It has been a frustrating year so far for Anthem, the Indianapolis-based insurance giant.
The collapse earlier this month of its proposed merger with Blue Cross and Blue Shield of New Jersey represents a major setback in Anthem's effort to establish an East Coast beachhead (June 16, p. 22). The original deal also would have included Blue Cross and Blue Shield of Delaware, but both plans called off their merger in April.
Meanwhile, Anthem is waging a battle with hospitals in its own back yard. The mutual insurer canceled all its hospital contracts in Indiana in order to renegotiate more favorable terms. But efforts to seal new pacts have moved sluggishly.
Still, Anthem's strong regional presence in Indiana, Kentucky and Ohio, where it runs Blues-licensed plans, and improvements in earnings at its Indiana and Ohio plans has won it an A rating from A.M. Best Co. The Oldwick, N.J.-based insurance rating company recently affirmed the "excellent" rating.
The demise of the New Jersey deal "does impede their strategy of evolving beyond the Midwest," said Manny Nowacki, a vice president with A.M. Best.
But Anthem's proposed merger agreement with Blue Cross and Blue Shield of Connecticut provides another avenue for staking out that territory, he said.
Last week, Anthem executives were in Hartford, Conn., to defend the merger during several days of public hearings sponsored by Connecticut's insurance department.
The proposed New Jersey Blues-Anthem merger hinged on the Blues' conversion to mutual status. That effort hit a roadblock last December when state Attorney General Peter Verniero ruled that the Newark, N.J.-based Blues plan is a charity under New Jersey laws. As such, the Blues plan could be required to move assets to a charitable organization as a condition of mutualization.
A state court subsequently upheld the attorney general's ruling on the Blues' charitable status, a position the plan vehemently contests. Ultimately, the New Jersey plan's troubles derailed its agreement to acquire Blue Cross and Blue Shield of Delaware.
"We're very disappointed that the legal and regulatory environment in New Jersey was not such that we could move forward with our proposed merger," said Don Stengele, an Anthem spokesman.
The $6 billion insurer intended to acquire the $1.3 billion New Jersey plan in a noncash transaction.
"That was an opportunity to grow by one-sixth," Stengele noted.
Despite the setback, both companies are pressing ahead.
The New Jersey plan recently proposed buying Lawrenceville, N.J.-based Physician Healthcare Plan of New Jersey, a financially troubled provider-owned HMO and PPO operator with slightly more than 4,000 enrollees.

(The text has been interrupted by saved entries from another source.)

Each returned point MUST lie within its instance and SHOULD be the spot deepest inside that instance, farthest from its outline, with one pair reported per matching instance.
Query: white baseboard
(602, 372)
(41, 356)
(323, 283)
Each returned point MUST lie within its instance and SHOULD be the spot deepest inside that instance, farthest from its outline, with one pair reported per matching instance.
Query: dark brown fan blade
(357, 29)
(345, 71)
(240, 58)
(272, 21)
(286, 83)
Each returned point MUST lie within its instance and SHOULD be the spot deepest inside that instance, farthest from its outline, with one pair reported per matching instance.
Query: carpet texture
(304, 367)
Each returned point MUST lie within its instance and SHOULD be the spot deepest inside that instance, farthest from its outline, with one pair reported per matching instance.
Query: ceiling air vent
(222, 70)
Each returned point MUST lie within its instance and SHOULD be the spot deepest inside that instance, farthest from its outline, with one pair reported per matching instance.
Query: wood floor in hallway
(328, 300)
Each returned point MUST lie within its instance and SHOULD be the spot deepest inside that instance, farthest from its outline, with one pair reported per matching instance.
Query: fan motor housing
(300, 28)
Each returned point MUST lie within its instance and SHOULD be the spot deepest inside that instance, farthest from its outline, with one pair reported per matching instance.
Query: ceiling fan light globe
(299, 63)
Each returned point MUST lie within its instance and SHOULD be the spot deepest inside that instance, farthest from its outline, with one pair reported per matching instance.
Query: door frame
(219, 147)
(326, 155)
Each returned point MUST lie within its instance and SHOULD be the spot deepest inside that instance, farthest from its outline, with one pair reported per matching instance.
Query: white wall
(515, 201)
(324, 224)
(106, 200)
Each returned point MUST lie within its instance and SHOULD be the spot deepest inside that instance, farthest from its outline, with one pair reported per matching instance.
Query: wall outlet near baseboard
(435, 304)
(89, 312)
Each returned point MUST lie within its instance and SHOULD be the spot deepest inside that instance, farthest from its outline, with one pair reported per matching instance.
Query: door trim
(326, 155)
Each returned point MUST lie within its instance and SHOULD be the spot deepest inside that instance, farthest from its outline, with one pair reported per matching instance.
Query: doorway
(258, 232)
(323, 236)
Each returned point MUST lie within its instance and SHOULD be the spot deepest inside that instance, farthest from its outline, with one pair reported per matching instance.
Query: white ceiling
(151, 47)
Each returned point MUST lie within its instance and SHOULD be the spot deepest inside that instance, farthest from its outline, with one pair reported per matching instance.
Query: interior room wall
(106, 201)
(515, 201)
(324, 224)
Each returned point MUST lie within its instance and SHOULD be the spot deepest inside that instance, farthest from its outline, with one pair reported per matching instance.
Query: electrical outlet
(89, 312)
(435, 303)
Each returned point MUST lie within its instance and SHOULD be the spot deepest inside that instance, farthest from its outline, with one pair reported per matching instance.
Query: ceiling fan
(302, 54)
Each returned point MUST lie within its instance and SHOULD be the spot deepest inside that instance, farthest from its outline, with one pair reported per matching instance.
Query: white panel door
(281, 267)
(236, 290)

Anthem, meanwhile, is trying to see its proposed merger with the 877,000-enrollee Connecticut Blues plan to fruition.
In March, the Connecticut plan's 100,000 policyholders overwhelmingly approved the merger, said Albert F. May Jr., a plan spokesman.
But opponents already have threatened to sue.
Phil Wheeler, president of Citizens for Economic Opportunity, a coalition of community, religious and labor organizations, said his group was one of 12 organizations denied an opportunity to directly question officials at last week's hearings. The coalition plans to sue because "we think that's illegal," he said.
Stengele said the company is discussing possible business opportunities with several East Coast organizations, adding that it would be premature to reveal their names.
Back on home turf, a number of hospitals in Anthem's Indiana network are up in arms over a new contract that the insurer is attempting to put in place (See related story, p. 106). Those terms include a prudent-purchaser provision, entitling Anthem to receive the best discount that a hospital gives any of its payers, and a quality assurance program, requiring hospitals to supply outcomes data.
And, in something akin to a line-item veto, Anthem wants the ability to renegotiate provisions of a contract without having to cancel the entire agreement.
Madison, Ind.-based Kings Daughters' Hospital, for one, has not agreed to Anthem's terms and, barring a last-minute agreement, will drop out of the network on Aug. 1.
"For me, the biggest issue was the unilateral right to amend any part of the contract at any time," said Roger J. Allman, the hospital's president.
"Some people have called this Anthem's take-it-or-leave-it contract, and that's anything but the truth," Stengele responded. He said Anthem is willing to make accommodations based on hospitals' capabilities and market conditions.
It's been difficult moving to a new type of contract in what has been "one of the last strongholds of traditional indemnity insurance," he said. "I think it would be fair to say it's going slower than expected."